The study was conducted between December 1996 and December 1997.
This was a prospective, randomized, double-blind, placebo-controlled trial.
Sucralfate is low in cost, is easily administered, and had a similar compliance rate.
Nottage, M., McLachlan, S.A., Brittain, M.A., Oza, A., Hedley, D., Feld, R., … Moore, M.J. (2003). Sucralfate mouthwash for prevention and treatment of 5-fluorouracil-induced mucositis: A randomized, placebo-controlled trial. Supportive Care in Cancer, 11(1), 41–47.
To evaluate the effectiveness of sucralfate mouthwash in preventing 5-fluorouacil (5-FU) -induced oral mucositis (OM)
Patients were block randomized to receive sucralfate or an identical-appearing placebo. They were instructed to swish 10 ml of mouthwash for 2 minutes and then swallow it. The mouthwash was to be used four times per day starting on day 1 of radiation therapy (RT) and continuing until day 15.
Patients received throat swabs at the beginning of treatment to exclude infection. All patients used cryotherapy and the same salvage treatment (xylocaine topical, acetaminophen/codeine, then morphine sulfate if needed).
Patients were given 1 liter of study drug, and compliance was assessed by the volume left over after day 15. Research nurses contacted each patient by telephone after one week to assess compliance with the mouthwash and complete questionnaires.
This was a randomized, double-blind, placebo-controlled trial.

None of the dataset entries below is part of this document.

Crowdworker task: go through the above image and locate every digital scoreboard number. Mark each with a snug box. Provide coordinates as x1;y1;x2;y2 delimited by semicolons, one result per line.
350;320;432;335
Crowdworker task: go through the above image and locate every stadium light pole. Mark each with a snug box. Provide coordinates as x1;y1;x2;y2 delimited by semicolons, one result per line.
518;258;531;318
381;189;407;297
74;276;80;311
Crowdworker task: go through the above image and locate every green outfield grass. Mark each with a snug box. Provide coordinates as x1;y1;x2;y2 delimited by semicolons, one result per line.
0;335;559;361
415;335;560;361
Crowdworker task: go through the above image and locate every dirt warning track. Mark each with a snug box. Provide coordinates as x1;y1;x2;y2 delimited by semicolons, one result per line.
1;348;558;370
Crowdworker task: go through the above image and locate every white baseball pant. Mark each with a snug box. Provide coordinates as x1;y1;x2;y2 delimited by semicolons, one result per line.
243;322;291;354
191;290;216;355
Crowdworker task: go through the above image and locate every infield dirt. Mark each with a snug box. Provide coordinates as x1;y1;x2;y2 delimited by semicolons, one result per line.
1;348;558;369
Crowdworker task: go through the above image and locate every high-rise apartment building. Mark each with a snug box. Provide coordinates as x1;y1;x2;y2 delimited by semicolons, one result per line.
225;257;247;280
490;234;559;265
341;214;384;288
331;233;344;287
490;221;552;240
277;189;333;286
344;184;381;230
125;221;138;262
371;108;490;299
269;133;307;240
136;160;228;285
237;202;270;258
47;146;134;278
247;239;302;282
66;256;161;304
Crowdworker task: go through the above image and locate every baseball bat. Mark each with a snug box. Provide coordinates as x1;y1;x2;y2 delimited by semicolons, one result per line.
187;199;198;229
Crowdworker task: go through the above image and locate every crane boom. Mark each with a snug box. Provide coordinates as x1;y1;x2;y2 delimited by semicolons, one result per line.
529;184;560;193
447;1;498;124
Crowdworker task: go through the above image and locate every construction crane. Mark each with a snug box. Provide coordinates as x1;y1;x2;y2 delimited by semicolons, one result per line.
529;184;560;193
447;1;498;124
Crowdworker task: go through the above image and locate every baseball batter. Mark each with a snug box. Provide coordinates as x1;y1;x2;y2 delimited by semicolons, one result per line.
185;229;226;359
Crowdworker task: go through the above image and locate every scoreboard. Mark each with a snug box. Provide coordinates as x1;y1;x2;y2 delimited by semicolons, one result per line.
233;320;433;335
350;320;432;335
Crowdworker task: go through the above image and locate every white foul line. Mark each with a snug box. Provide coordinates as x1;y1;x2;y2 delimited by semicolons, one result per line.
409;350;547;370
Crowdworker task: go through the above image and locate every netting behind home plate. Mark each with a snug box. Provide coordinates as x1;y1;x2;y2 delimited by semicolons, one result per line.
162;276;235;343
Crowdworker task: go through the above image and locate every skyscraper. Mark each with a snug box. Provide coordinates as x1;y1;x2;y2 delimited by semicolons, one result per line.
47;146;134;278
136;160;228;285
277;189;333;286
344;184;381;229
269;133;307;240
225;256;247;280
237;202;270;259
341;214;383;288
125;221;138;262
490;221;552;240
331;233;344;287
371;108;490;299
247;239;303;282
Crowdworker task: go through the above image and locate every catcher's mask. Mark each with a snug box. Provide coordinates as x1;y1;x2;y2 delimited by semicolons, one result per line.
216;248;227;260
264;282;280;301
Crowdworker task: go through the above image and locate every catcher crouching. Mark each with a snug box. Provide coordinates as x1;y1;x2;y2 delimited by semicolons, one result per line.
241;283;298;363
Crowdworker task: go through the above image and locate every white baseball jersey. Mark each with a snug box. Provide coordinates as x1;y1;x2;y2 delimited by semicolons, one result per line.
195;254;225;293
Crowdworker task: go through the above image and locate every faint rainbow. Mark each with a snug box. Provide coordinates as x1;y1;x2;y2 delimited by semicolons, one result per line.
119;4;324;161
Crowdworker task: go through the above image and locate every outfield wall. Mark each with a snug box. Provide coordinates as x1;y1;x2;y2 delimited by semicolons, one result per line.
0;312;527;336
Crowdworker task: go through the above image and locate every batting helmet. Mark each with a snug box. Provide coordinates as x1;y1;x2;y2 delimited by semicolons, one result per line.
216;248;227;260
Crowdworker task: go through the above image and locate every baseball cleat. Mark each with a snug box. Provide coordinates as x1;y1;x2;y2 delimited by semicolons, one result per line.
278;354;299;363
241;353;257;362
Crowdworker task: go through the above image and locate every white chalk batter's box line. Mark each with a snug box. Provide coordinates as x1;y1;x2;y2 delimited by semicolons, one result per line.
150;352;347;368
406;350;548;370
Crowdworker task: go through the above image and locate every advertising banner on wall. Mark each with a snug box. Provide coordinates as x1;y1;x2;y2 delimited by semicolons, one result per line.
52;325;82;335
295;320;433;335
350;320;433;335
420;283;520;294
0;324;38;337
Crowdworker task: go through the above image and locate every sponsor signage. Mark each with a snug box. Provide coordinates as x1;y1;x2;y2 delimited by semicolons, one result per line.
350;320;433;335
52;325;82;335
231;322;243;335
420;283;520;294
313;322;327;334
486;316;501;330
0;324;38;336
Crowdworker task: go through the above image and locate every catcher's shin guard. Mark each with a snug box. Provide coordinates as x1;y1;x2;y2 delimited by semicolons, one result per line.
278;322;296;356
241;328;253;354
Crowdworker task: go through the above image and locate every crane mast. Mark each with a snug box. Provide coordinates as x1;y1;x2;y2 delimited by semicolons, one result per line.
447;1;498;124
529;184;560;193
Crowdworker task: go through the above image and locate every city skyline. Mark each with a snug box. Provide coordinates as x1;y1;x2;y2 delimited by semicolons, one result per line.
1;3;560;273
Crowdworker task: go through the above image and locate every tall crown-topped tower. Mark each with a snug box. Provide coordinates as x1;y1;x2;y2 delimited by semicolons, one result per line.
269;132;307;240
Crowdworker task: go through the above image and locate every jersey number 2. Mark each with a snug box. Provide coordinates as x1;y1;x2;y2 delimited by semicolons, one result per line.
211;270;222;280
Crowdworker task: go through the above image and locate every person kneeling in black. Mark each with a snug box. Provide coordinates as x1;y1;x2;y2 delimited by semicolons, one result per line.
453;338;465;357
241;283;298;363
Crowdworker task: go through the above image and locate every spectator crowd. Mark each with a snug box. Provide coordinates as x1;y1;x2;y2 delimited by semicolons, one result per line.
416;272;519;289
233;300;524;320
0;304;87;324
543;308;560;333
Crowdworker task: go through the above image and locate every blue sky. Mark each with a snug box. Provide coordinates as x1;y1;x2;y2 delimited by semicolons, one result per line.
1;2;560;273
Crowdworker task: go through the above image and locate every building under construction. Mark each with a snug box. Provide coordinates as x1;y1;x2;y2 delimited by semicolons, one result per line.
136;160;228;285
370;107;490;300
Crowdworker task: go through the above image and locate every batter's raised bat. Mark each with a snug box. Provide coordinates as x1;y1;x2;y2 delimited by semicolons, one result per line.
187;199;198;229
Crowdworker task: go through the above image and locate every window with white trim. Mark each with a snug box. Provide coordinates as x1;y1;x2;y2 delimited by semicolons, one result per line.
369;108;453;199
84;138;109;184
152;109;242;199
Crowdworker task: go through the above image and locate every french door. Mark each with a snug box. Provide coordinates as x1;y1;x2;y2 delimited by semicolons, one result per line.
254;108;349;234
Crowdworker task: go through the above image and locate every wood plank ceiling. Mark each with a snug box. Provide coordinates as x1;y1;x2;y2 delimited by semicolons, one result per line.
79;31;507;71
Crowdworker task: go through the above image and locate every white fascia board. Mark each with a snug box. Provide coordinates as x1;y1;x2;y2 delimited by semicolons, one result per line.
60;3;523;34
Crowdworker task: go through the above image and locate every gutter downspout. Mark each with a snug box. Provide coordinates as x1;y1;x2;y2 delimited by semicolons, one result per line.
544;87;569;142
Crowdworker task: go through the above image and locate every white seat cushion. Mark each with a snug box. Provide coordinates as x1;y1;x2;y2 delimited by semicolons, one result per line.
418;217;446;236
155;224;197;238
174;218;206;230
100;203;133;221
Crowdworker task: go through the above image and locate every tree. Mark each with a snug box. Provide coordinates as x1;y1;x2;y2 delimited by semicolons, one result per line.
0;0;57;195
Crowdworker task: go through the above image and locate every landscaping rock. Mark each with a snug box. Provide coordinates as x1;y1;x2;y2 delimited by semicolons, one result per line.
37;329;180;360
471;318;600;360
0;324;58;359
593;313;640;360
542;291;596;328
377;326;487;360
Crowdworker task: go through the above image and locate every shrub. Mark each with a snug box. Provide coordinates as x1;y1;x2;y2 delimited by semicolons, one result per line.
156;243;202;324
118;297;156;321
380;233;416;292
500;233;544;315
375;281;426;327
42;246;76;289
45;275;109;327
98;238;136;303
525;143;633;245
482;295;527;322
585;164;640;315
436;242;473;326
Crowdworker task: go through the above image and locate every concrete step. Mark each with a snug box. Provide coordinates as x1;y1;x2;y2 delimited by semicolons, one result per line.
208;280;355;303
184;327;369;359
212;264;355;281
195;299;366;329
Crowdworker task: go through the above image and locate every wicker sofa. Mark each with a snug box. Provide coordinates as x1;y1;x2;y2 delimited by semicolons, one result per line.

Patients graded the severity of mucositis at the same time each day (in the evening) for 15 days using a 0–4 rating scale developed by the North Central Cancer Treatment Group. In addition, 1–6 analgesic diaries, the McGill Pain Questionnaire, and a 0–10 quality of life measurement tool were used on follow-up visits.
No significant differences were found between the two groups in terms of the following measures.
More women experienced mucositis than men.
The patient and medical assessments differed, and the authors stated that patient reporting is believed to be more sensitive.
The study did not conclude that sucralfate was an effective solution for the prevention of oral mucositis in this study population.